Principios de la electroforesis en gel de agarosa Introducción a los principios de la electroforesis en gel de agarosa

1. Principio de la electroforesis en gel de agarosa: hay un complejo en el gel de agarosa. Hay resistencia cuando las moléculas del material pasan y la resistencia es grande cuando las macromoléculas aumentan. Por tanto, en la electroforesis en gel, la separación de partículas cargadas depende no sólo de la naturaleza y cantidad de la carga neta, sino también del tamaño de las moléculas, mejorando enormemente la resolución. Sin embargo, debido a que el tamaño de sus poros es demasiado grande en comparación con las proteínas, su efecto de tamiz molecular es insignificante para la mayoría de las proteínas y actualmente se usa ampliamente en la investigación de ácidos nucleicos. La electroforesis en gel de agarosa es un método de electroforesis que utiliza agarosa como medio de soporte.
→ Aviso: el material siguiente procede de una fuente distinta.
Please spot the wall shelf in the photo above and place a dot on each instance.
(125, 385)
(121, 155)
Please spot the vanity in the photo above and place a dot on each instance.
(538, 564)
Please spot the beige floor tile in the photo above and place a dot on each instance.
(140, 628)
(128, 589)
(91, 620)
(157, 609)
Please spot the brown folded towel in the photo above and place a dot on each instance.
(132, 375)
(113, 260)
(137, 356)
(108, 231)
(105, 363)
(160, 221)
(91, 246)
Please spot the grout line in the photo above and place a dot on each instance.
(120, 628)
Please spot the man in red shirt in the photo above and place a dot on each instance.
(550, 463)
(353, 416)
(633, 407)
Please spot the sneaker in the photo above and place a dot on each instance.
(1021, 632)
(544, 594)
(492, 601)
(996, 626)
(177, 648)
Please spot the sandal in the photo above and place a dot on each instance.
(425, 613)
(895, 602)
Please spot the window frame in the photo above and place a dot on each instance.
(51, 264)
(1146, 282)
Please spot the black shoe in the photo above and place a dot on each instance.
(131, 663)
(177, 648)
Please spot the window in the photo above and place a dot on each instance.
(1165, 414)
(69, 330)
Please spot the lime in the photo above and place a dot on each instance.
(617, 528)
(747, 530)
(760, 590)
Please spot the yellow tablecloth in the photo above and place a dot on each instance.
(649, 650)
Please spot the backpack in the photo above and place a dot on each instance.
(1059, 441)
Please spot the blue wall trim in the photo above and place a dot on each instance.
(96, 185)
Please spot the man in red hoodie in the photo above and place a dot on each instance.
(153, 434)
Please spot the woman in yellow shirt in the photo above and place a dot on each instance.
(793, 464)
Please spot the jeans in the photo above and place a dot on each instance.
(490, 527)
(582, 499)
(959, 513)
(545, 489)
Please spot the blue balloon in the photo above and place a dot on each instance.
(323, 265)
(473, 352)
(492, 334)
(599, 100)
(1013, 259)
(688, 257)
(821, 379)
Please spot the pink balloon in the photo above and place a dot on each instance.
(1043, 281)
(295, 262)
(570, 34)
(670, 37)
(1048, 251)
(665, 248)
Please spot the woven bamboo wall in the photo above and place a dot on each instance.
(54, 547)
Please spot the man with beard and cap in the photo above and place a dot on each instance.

La principal diferencia entre su principio de análisis y otras electroforesis de soporte es que tiene la función dual de "tamiz molecular" y "electroforesis".

2. El ácido nucleico es un electrolito anfótero con un punto isoeléctrico de pH 2-2,5. En un tampón de electroforesis convencional (pH aproximadamente 8,5), las moléculas de ácido nucleico están cargadas negativamente y se mueven hacia el electrodo positivo en un campo eléctrico. Cuando las moléculas de ácido nucleico nadan en gel de agarosa, se producen efectos de carga y efectos de tamiz molecular, pero el efecto de tamiz molecular es el dominante. La movilidad de las moléculas lineales de ADN bicatenario en una determinada concentración de gel de agarosa es inversamente proporcional al logaritmo del peso molecular del ADN. Cuanto más grande es la molécula, mayor es la resistencia y más difícil es moverse dentro de los poros del gel, por lo que la migración es más lenta.